U* SpeedupU* attracted my attention
when whartung was testing NUMBER. Later I took a close look at dclxvi's multipy routines above, and I noticed a significant optimization used there.
U* involves
four bytes of data getting repeatedly shifted. But dclxvi keeps only three bytes in memory, and the remaining byte is held in the Accumulator (which of course can be shifted more quickly). The 4~ speedup nets a total saving of 64~ when all 16 iterations of the loop are considered.
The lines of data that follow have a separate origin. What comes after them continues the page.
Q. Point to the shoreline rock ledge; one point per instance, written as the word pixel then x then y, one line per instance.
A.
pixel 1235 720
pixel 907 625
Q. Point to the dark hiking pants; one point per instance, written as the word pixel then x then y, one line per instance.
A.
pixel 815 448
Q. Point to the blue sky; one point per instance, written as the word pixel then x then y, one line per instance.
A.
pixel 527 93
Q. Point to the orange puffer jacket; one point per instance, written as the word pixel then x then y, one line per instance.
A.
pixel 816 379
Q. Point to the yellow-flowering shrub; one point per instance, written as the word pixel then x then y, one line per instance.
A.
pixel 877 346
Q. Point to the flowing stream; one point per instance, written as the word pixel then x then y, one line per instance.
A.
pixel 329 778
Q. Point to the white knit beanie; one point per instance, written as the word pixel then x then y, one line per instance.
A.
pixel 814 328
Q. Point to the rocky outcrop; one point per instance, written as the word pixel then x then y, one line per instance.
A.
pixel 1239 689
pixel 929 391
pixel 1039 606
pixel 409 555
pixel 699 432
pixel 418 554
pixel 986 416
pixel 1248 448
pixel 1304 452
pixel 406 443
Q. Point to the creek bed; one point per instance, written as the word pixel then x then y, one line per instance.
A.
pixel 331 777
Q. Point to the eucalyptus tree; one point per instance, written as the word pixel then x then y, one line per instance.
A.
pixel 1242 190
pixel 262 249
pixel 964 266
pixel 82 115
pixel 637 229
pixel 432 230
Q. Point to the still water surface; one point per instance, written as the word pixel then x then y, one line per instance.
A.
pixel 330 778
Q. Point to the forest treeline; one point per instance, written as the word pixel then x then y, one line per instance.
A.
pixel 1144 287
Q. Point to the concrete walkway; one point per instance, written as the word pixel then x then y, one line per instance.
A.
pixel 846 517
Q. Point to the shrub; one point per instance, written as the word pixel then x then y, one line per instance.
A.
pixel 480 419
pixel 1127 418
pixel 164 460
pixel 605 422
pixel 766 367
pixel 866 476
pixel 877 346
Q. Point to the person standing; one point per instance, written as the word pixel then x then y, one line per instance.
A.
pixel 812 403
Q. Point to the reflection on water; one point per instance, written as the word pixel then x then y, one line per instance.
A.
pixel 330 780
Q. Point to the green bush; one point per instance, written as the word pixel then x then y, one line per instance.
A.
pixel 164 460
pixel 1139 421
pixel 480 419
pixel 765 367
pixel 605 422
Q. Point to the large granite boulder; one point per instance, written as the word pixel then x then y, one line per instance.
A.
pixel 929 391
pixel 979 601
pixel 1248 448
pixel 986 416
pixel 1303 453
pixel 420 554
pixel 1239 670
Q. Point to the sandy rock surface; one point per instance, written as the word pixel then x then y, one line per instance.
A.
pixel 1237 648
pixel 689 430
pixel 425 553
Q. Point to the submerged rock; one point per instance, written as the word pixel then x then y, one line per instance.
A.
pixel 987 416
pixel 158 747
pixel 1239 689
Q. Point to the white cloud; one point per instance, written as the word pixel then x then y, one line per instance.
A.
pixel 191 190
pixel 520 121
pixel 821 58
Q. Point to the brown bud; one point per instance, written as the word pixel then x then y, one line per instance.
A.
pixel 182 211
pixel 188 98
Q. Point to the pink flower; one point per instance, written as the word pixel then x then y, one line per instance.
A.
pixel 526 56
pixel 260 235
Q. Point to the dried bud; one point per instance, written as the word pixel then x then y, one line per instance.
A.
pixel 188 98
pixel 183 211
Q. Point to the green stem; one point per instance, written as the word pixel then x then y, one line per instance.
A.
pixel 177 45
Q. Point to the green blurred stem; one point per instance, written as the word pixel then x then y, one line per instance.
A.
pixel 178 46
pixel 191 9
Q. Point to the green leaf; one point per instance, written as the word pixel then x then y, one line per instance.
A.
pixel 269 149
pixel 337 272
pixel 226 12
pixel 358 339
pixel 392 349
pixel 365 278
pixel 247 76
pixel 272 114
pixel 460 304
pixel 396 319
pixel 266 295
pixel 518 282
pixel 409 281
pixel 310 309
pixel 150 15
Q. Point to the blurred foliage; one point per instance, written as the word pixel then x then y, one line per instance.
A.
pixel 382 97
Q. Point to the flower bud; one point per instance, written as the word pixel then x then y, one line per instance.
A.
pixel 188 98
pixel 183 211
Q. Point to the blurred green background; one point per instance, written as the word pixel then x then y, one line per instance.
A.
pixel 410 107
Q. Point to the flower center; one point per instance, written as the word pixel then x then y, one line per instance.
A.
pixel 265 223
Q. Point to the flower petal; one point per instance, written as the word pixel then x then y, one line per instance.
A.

I like it!
My own
U* (below) copies that technique and adds a trick of its own. Shifting still uses a combination of memory and the accumulator. But
instead of four bytes of data all getting shifted 16 times, there's a three-byte subset that gets shifted 8 times and then a different three-byte subset shifted 8 times.
- the first 8 shifts are A -> N -> 2,X
- the final 8 shifts are A -> N -> 3,X
This is illustrated visually in the following post; see the third of the three
animations.
( Edit: In 2021 I did an '816 version of the modified-shift multiply and posted it in
this thread. It accepts two 32-bit operands and produces a 64-bit result.)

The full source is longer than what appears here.